1,000 from outside Mumbai stuck at Tata Memorial Hospital due to lockdown

mumbai Updated: Mar 30, 2020 21:57 IST
Rupsa Chakraborty
Rupsa Chakraborty

  More than 1,000 cancer patients who had come to Tata Memorial Hospital (TMH) for treatment, from various parts of the country, are now stranded due to the nationwide lockdown. Shelters across the city are overflowing and some patients have been reduced to living on the streets. With their immunity compromised by chemotherapy, cancer patients are vulnerable to Covid-19.

Pinky Sharma, 36, is a resident of Howrah, in West Bengal, and has been battling stomach cancer for the past four years. After oncologists in Kolkata referred him to TMH, Sharma landed in Mumbai on March 16 with his wife and two children aged 9 and 11. However, he arrived at TMH only to find chemotherapy service has been stopped on a temporary basis as all efforts are focused on treating and restricting the spread of Covid-19.

On March 24, a 21-day nationwide lockdown was announced by Prime Minister Narendra Modi, halting all inter-state travel among other things.

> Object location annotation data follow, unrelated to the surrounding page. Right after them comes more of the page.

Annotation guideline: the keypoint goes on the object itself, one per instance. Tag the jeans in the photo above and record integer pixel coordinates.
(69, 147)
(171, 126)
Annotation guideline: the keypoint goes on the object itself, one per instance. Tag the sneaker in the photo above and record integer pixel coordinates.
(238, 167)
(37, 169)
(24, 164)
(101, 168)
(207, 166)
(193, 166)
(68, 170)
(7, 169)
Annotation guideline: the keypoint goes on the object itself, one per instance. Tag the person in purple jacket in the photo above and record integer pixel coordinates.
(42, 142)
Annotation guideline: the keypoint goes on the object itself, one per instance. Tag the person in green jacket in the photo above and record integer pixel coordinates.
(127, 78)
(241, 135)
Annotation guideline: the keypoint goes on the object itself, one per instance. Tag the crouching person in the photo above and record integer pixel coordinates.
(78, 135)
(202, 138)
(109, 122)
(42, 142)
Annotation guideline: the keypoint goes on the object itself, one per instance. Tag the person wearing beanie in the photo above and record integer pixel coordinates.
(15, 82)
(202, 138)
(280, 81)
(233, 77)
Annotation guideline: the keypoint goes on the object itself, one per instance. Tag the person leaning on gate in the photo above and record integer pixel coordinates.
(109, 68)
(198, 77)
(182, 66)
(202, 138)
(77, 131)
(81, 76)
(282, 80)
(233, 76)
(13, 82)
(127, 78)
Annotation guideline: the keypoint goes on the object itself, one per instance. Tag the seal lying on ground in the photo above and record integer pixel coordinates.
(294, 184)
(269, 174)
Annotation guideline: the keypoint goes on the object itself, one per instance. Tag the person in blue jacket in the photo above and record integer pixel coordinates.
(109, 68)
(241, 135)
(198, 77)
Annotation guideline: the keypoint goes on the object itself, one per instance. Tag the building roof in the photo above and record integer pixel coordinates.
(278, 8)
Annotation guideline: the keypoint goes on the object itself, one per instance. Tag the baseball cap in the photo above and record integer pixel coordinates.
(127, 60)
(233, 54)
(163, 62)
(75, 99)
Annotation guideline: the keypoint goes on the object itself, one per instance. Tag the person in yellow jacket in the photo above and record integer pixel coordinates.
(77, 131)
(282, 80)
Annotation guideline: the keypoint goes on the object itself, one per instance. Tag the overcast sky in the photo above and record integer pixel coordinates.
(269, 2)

Maharashtra had already been in partial shutdown and sealed state borders.

For patients like Sharma, the lockdown is like a death knell. “This [treatment at TMH] was my last hope to recover. Now, not only is this shattered, but I can’t even go back home with my family. According to doctors, my immunity is very low which makes me more vulnerable to Covid-19,” he said.

For many patients, finding a place to stay in Mumbai is a challenge. “We have patients from all across the country who have got stuck in the lockdown,” said Prashant G Deshmukh, chief manager of the Sant Gadge Maharaj Dharamshala Trust, which runs a shelter in Dadar which has an official capacity of 650. Most patients are from Uttar Pradesh, Bihar and West Bengal. “On a daily basis, we are getting over 60 queries from patients but now, as we are completely full, we can’t take anyone else,” said Deshmukh. At present, the trust’s shelter in Dadar is home to 700 cancer patients, along with their accompanying family members. Of these, 350 are waiting to return to their hometowns. 

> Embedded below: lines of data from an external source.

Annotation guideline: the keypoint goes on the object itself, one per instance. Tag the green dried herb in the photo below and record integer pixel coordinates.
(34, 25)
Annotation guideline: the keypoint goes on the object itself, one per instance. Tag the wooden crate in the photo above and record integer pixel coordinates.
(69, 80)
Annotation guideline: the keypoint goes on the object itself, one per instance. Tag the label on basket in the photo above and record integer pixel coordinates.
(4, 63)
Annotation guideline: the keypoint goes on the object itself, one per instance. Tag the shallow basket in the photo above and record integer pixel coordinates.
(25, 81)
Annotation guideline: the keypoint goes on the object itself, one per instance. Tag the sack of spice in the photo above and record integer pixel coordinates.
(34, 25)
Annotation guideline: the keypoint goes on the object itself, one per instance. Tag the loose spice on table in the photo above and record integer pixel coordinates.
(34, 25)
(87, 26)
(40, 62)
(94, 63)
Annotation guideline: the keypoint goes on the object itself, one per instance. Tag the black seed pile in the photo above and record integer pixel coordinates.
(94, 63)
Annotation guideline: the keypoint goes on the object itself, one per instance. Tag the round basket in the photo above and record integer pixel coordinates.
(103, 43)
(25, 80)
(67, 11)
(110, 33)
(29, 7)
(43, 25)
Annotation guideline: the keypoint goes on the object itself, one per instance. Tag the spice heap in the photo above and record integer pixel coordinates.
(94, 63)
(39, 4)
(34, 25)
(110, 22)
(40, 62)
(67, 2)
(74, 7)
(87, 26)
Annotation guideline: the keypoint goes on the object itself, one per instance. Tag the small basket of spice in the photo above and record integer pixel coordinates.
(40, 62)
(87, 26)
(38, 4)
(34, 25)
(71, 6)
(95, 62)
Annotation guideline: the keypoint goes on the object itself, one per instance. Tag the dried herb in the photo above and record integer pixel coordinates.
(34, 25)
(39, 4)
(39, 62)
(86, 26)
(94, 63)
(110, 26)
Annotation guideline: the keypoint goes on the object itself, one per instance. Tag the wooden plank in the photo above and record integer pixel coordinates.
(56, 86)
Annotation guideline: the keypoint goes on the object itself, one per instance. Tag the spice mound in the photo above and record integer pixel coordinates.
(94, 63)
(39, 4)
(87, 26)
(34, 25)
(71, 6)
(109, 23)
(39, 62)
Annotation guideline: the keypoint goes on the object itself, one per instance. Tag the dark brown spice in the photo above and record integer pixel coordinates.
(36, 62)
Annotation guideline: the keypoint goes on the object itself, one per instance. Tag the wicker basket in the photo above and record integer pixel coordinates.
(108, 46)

State health commissioner Anup Kumar Yadav said, “For severe cancer patients, they can procure an emergency pass to travel to other states. Also, we are trying to reach the patients with food and manage their shelter.”

However, health activists said travel is not feasible for cancer patients, with flight and train services having been halted. “It would be problematic to handle any emergency situation while travelling. At least here, hospitals are attending to emergency patients,” said Anita Peter, executive director, Cancer Patients Aids Association. 

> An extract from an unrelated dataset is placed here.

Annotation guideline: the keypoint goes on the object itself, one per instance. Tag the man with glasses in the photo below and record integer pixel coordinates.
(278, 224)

Meanwhile, lodges and dharamshalas are getting overcrowded and their management is struggling to tackle the situation. Nana Palkar Smruti Samiti is currently home to 70 cancer patients. “We aren’t letting the patients out of their rooms. We are trying to provide masks, gloves and hand sanitizers. But we have currently run out of soap and are looking for donors,” said Tukaram Mahadik, manager of the trust.

Approximately 100 people are living on the street alongside TMH and are surviving on biscuits and donated food. “These people have come from far off states and don’t even have relatives or known NGOs to contact. However, social workers are distributing food to them,” said Mahadik.

Manoj Pandey came to Mumbai on March 11 from Varanasi, in Uttar Pradesh, with his daughter Rani, who has breast cancer. She was undergoing the first cycle of chemotherapy, when TMH was forced to close down its non-emergency services as per instructions of the Union health ministry. “I had booked a patient shelter home in Byculla, but now that the treatment has been stopped, they asked us to vacate the room. Thankfully, a relative has agreed to put us up for two or three days, but I don’t know what I will do after that,” said Pandey.